Following a meeting with the FDA, Trillium is also closing a Phase Ib trial in which its drug is administered intratumorally. The dose-escalation study for intravenously administered TTI-621 will now become the sole priority.
→ The infectious disease specialists at Brii Bio have found its next partner in Qpex, which is handing over China development and commercialization rights to a portfolio of antibiotics. The deal covers three products tackling multi-drug resistant gram-negative infections: an IV beta-lactamase inhibitor-based drug, an oral BLI combo, and a next-gen polymyxin.

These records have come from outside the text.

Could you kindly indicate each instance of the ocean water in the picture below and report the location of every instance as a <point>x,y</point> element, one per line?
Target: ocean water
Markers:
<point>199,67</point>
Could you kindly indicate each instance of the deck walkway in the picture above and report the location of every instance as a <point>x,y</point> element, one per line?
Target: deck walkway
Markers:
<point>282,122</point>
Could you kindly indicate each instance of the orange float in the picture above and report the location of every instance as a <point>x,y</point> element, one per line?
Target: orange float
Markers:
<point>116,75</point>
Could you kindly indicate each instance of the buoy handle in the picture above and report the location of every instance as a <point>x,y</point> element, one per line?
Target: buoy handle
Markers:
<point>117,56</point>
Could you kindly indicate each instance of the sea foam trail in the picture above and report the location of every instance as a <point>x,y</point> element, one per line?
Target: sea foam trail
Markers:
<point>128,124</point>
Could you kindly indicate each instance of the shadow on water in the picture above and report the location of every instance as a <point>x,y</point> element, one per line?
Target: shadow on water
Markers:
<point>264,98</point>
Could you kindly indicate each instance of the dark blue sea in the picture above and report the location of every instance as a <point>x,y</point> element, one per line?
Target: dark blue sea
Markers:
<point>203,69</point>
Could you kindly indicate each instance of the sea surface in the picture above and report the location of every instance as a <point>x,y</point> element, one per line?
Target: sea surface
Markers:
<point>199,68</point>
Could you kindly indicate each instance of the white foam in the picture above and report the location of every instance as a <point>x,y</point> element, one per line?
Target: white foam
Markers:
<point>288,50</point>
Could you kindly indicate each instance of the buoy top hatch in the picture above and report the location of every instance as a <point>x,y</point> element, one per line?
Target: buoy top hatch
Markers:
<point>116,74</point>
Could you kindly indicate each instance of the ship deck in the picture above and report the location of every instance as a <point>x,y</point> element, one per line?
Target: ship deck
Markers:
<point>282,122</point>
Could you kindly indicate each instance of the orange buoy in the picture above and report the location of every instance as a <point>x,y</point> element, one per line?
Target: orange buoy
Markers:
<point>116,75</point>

→ Novo Nordisk $NVO, the world’s largest insulin maker, on Tuesday said the FDA has expanded the label on its fast-acting mealtime insulin Fiasp to allow adult diabetic patients to use Fiasp in their pumps. The product was originally approved in 2017 for use by intravenous infusion under supervision by a healthcare professional or by multiple daily subcutaneous injections.
→ Enterprise Therapeutics’ ion channel R&D work in respiratory diseases just got a boost from the Cystic Fibrosis Foundation, which is awarding up to $7 million for the preclinical and initial clinical development of ETC002. The biotech, backed by Versant and Novartis, is working on a way to hydrate the mucus that builds up in patients’ lungs so that it can be easier to clear — an approach that should work regardless of genetic mutations.
→ Sangamo has notched an orphan drug designation for its gene therapy for Fabry disease after starting a clinical program earlier this year.